We will be visualizing the seg file from the METABRIC project which can be downloaded from the wiki and opened in IGV for visualizing. Make sure to change the genome to hg18 as the data was generated using hg18.
Analyzing the CNA Results in R
We can use a programming language like R to do further analyses on the results. A “CNA Data Analysis Package” has been provided for you to do the analysis. This package has been put on the server for you to access so let’s first copy these files to your working directory:
cp -r /home/ubuntu/CourseData/CG_data/Module5/cna_data_analysis_package .
Now let’s open your RStudio instance by going to your web browser and entering:
http://cbwxx.dyndns.info:8080
Where the xx is your student number. Once inside RStudio, go to File -> Open File and then find the analyze_cna_results.Rmd
and open it. Now set the working directory:
setwd("~/workspace/Module5/cna_data_analysis_package")

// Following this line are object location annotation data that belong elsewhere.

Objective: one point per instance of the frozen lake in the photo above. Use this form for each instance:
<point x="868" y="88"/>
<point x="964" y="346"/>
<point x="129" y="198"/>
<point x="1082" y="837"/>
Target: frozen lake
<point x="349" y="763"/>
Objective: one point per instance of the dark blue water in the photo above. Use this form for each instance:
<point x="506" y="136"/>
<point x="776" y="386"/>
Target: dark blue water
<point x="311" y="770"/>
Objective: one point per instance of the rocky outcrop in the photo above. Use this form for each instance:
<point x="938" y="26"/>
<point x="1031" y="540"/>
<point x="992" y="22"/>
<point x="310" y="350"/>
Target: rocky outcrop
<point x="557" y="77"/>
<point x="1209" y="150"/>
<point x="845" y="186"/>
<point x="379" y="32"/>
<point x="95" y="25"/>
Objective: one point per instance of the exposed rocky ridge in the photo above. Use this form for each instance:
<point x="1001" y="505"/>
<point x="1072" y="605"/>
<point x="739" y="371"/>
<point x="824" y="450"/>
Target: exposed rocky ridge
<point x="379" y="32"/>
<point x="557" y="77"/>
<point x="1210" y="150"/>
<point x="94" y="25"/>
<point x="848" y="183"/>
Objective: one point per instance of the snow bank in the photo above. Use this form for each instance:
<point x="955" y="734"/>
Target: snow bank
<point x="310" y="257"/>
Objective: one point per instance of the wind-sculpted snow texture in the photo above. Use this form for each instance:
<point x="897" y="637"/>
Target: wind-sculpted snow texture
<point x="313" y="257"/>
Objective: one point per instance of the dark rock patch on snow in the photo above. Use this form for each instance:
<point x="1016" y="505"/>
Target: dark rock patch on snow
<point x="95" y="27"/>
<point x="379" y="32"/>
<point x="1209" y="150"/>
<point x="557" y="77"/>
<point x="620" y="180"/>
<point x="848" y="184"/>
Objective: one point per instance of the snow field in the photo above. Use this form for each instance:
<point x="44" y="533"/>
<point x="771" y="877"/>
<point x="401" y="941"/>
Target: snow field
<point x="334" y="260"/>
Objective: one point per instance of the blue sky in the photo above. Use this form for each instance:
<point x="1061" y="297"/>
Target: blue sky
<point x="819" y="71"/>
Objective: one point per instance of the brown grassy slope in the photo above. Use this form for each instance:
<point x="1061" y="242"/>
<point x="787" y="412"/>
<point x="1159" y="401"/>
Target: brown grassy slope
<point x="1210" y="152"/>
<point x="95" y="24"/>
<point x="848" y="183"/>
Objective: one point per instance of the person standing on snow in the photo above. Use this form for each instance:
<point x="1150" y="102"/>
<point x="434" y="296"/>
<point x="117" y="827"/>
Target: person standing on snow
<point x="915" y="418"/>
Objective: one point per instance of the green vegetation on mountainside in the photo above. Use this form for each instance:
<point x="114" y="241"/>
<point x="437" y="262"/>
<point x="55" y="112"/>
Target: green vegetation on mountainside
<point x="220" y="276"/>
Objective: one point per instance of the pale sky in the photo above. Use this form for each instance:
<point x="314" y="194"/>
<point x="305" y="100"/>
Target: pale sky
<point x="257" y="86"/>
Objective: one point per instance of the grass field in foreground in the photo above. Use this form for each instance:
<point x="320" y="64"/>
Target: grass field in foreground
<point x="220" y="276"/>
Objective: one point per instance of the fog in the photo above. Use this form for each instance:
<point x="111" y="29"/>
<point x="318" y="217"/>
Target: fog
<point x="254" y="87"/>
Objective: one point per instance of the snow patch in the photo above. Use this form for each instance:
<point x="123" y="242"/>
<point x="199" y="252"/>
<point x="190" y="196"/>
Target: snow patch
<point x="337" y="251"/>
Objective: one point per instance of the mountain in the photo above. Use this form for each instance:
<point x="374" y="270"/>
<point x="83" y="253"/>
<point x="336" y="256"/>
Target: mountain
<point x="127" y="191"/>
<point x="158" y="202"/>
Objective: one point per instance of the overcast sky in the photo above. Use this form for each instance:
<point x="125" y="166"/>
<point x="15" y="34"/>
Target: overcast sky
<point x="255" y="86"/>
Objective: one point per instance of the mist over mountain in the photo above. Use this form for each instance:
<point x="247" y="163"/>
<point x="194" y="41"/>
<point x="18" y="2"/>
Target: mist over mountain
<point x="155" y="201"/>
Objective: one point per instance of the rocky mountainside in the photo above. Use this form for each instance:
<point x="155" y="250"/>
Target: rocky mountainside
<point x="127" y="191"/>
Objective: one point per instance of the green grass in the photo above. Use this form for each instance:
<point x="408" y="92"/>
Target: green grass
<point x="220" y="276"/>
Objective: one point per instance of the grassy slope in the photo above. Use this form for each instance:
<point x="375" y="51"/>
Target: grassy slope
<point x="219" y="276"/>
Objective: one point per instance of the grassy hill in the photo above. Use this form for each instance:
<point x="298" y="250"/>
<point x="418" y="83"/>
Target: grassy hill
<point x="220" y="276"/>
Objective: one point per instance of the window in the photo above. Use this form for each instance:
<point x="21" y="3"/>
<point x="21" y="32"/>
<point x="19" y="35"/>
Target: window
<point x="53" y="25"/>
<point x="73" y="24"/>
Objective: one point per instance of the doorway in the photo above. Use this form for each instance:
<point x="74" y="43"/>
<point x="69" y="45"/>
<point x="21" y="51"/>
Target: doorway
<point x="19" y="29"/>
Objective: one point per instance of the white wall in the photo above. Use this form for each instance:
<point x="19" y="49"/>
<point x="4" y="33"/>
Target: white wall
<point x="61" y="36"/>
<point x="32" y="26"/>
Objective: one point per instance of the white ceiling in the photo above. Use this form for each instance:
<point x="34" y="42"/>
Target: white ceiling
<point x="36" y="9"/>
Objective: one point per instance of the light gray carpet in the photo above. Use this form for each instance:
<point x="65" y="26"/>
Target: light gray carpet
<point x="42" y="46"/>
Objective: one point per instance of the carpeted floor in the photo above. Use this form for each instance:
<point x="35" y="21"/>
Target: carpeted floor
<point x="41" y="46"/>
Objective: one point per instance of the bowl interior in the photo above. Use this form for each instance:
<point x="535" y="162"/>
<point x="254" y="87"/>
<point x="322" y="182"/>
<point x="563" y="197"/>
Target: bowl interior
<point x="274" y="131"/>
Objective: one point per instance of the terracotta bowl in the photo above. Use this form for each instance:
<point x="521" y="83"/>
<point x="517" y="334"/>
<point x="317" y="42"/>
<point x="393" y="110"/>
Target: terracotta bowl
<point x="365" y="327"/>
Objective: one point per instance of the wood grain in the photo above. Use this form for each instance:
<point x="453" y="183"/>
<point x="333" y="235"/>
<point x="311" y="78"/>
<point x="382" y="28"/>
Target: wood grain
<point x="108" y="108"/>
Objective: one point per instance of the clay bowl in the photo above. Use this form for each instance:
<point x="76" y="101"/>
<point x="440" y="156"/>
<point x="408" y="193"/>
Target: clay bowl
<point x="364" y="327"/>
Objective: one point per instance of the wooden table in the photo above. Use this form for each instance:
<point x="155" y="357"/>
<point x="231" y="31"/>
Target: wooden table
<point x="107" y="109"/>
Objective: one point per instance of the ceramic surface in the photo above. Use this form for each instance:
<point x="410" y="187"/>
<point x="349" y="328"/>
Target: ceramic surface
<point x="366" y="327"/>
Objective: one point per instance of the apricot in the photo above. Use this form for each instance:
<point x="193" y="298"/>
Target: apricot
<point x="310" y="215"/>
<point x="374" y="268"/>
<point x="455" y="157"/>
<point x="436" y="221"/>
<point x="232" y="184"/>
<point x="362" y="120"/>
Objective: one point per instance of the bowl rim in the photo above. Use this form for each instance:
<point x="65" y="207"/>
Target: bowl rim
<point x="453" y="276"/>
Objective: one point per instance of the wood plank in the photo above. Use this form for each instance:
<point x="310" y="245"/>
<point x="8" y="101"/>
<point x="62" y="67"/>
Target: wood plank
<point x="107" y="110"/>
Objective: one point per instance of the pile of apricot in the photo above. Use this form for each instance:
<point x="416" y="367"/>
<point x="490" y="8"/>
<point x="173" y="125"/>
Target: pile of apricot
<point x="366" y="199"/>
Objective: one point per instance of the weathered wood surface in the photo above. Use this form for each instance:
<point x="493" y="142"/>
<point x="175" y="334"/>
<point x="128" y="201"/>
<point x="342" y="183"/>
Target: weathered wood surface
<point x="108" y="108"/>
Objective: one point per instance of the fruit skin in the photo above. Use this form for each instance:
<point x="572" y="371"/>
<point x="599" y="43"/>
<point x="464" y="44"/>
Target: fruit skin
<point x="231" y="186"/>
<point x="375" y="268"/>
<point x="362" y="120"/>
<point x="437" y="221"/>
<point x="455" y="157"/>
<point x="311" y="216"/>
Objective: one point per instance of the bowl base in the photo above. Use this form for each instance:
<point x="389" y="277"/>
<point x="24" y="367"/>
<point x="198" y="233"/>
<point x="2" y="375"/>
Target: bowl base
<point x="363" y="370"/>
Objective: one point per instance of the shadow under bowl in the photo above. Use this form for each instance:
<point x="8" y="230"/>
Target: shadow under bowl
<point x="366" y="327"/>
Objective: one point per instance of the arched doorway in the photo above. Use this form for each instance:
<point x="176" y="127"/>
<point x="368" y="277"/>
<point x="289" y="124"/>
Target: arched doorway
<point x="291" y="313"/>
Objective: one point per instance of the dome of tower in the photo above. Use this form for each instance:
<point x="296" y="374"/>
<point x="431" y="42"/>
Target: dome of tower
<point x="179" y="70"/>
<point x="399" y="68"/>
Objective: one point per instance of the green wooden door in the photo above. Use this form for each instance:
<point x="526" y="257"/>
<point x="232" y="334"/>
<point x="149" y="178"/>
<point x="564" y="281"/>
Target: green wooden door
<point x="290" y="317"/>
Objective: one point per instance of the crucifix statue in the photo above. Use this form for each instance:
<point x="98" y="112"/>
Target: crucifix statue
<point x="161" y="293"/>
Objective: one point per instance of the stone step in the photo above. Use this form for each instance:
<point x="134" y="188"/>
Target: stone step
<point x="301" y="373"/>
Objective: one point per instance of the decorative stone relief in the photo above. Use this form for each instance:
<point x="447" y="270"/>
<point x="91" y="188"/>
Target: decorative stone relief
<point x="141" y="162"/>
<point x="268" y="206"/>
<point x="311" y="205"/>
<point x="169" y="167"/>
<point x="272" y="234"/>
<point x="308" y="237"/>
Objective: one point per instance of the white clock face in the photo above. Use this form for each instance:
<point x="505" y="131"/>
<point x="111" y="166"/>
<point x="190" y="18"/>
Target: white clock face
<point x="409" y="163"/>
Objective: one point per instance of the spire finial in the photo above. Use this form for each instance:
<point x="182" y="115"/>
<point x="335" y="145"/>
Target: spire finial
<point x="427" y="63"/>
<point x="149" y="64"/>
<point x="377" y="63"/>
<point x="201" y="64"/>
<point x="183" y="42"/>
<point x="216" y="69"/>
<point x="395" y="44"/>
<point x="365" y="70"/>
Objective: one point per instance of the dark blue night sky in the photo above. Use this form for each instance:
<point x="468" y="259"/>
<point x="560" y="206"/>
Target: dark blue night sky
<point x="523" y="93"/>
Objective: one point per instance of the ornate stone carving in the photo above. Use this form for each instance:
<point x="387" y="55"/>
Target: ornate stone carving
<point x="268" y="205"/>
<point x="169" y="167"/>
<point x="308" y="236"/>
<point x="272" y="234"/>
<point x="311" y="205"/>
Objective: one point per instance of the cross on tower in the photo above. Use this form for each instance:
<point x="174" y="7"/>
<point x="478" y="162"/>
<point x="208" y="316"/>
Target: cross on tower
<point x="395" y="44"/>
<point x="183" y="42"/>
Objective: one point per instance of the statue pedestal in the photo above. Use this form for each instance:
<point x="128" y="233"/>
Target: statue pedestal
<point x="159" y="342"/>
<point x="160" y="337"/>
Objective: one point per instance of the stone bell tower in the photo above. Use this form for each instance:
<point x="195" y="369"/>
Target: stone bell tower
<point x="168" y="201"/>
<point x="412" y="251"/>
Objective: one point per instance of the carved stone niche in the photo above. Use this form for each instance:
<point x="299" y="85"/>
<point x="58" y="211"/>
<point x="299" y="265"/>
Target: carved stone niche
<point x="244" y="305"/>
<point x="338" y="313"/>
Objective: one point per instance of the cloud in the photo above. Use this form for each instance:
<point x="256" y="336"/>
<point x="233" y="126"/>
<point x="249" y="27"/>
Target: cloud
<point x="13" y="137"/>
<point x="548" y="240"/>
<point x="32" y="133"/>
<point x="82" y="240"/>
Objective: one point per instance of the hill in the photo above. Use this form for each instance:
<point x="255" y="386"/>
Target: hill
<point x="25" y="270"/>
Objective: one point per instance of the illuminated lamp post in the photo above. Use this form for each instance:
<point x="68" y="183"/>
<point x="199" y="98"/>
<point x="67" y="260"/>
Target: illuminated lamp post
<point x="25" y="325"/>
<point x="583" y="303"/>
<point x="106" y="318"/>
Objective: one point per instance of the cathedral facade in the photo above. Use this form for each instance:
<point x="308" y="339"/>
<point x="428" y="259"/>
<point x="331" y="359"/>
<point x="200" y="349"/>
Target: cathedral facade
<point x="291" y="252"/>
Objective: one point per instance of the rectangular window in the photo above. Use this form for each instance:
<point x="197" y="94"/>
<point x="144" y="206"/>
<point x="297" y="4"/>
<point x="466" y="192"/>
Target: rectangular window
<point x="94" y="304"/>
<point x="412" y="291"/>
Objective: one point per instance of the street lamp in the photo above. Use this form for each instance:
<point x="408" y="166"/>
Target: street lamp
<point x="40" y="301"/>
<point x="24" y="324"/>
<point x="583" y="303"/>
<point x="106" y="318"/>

What this means is that we are setting the working directory to a certain location in the file system. This allows us to refer to file paths relatively. In practice, one shouldn’t do this since it makes the code harder to transfer to others for reproducbility. But for the sake of this tutorial, we will set it for convenience.
Now follow the instructions in the RMarkdown to perform further analyses.